Motherhood Penalty in the Pulpit

Recently on 60 Minutes, Leslie Stahl reported on Salesforce CEO Marc Benioff’s commitment to closing the wage gap between men and women in his company. I was impressed with Benioff’s decision to raise wages for women employees and create a fair work environment. If only all businesses and organizations were this committed, including religious institutions.

I hear comparable stories from women in ministry. Although things are slowly changing for women in denominations that ordain them, there is still a bias against women being pastors. There is also a separate set of expectations and pay level for women.

In an article in Christianity Today, Kate Shellnutt wrote, “In 2016, married women and moms with kids at home earned 72 cents for every dollar made by men in the clergy.
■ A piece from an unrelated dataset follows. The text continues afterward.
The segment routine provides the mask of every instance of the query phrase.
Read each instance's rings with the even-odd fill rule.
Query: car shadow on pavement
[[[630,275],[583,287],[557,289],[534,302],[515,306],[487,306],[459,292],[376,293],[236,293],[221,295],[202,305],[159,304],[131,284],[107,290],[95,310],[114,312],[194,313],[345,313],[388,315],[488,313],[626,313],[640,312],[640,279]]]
Their pay gap—28 percent less than men—was twice as big as single women’s, which was 12 percent less, or 88 cents on the dollar.”

Stahl also spoke with Ellen Kullman, former CEO of DuPont about gender issues in the workplace. Kullman brought up the phenomenon called the motherhood penalty (she called it “mommy penalty”)—the unconscious bias against pregnant workers and working mothers. She told a story that reminded me of an experience I had when interviewing for a pastoral position.

At the time my first husband and I had two young children, ages seven and two. We were candidates for a co-pastorate. The search committee interviewed us together and then separately. During my interview one of the committee members asked what I would do if my two-year old wandered up to the pulpit while I was preaching. The first thought that came to my mind was, “Did you ask my husband the same question?” I kept my thought to myself and answered the question. I was also asked about who would take care of the children during worship and what I would do if they misbehaved.

My husband was the ideal candidate for most churches—thirty-something male, married with young children. I, on the other hand, was a questionable risk. The underlying assumption was that I would be distracted by my parental responsibilities, but my husband would not. What does that say about him as a father? What does it say about the Church? More important, what does it say about the Church’s theology?

Christians say that they place great value on family. If so, then why do they value mothers less than other women and even more so less than men? Unfortunately, the Bible and our traditions offer little help to change this mindset. Therefore, we need alternative theologies, including feminist theology; we need to hear the voices of those who have been marginalized by our sacred texts and traditions. We need to read and study the Bible through different worldviews. We need to lift up the contributions women have made to our faith, and value today’s female leaders for their unique perspective and gifts for ministry.

Mothers bring great value to pastoral ministry, a value that no one else can. We understand all too well what Jesus meant when he said he wanted to gather his children together like a mother hen gathers her chicks (Luke 13:34). We are nurturers and care-givers, organizers and leaders.

We have seen improvements for women in ministry. The wage gap is smaller, and women now hold more church offices than ever before. In recent years, women have been called to senior positions at large churches. However, we have further to go before we can pat ourselves on the back for being equitable and nonbiased. It takes men and women speaking up when they witness inequity. It takes intentionality in setting policies and salary standards. It takes more women in leadership, and a change of congregational culture.

To judicatory leaders: What policies and procedures need to be created to ensure equitable treatment for all pastors? What can judicatories do to create a shift in congregational culture so that pastoral candidates are considered for pastoral skills and gifts instead of gender and parental status.

To pastor search teams: What are the unconscious assumptions that you bring to the search for your next pastor?

To women clergy: What do you need to value yourself as worthy of the same respect and compensation as men? How can you be empowered to speak up against conscious and unconscious discrimination?

To those who recognize the gifts of all women and value them as equals: Thank you.